Dla o. Pio Matka Boża była po Bogu największym autorytetem. Zawsze powtarzał, że jeśli mamy w życiu jakieś trudności, to Ona – Maryja skraca nam drogę do Pana Boga, jest Matką Kościoła czyli nas wszystkich. Jest naszą orędowniczką. Na pytanie zadawane Świętemu – dlaczego mamy czcić Matkę Bożą – zawsze odpowiadał, że Pan Jezus poświęcił trzydzieści lat swojego życia swojej mamie, a trzy lata – ludziom. Ojciec Robert wspomniał również o cudzie uzdrowienia Ojca Pio z choroby nowotworowej w 1955 roku po modlitwie przed figurą Matki Bożej. Ulubioną modlitwą Ojca Pio był zawsze różaniec. Pod konferencje nastąpiło wystawienie Najświętszego Sakramentu i odmówiliśmy różaniec. Każda tajemnica z części radosnej była poprzedzona rozważaniami z tekstów Świętego.

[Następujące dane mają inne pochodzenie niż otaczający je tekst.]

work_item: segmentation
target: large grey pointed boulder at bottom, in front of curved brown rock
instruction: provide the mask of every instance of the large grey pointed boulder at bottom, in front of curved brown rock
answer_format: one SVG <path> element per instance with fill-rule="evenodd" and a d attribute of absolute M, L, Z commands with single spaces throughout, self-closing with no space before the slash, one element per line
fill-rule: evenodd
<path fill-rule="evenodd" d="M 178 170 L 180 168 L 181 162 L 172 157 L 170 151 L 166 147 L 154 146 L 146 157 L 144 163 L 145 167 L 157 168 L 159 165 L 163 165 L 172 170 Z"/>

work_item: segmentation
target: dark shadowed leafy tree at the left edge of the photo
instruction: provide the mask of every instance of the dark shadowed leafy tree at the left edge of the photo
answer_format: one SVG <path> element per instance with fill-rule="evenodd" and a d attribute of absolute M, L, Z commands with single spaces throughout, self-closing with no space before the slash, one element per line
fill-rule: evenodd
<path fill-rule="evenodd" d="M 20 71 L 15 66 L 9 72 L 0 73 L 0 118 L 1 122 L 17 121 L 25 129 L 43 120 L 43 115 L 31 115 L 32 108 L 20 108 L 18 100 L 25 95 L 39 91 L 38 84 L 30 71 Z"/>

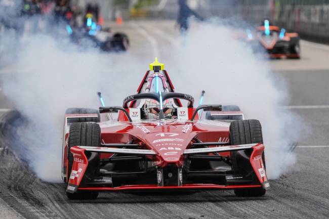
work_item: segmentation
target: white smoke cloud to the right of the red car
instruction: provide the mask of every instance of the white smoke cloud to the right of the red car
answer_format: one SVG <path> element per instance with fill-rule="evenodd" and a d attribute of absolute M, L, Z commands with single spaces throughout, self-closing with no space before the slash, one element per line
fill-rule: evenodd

Kolejnym punktem spotkania była msza święta pod przewodnictwem ks. bp. Jacka Kicińskiego CMF. Biskup mówił główny o łasce powołania. Każdy człowiek otrzymuje tę łaskę od Pana Boga i od niego osobiście zależy jak ją zagospodaruje. Jeśli Pan Bóg człowieka do czegoś powołuje – to jednocześnie sam go na tę drogę „wyposaża”. W życiu widać, że nie zawsze człowiek potrafi z tego skorzystać. Tyle jest ludzi zawiedzionych, sfrustrowanych, tyle porażek życiowych. Człowiek przestał słuchać Pana Boga i nie ma „czasu” słuchać drugiego człowieka (kryzys słuchania). Ludzie są „zatopieni” w doczesności, a Pan Jezus często powtarzał „…jeśli się nie nawrócicie i nie powrócicie do Źródła, do Miłości Bożej – to zginiecie…”.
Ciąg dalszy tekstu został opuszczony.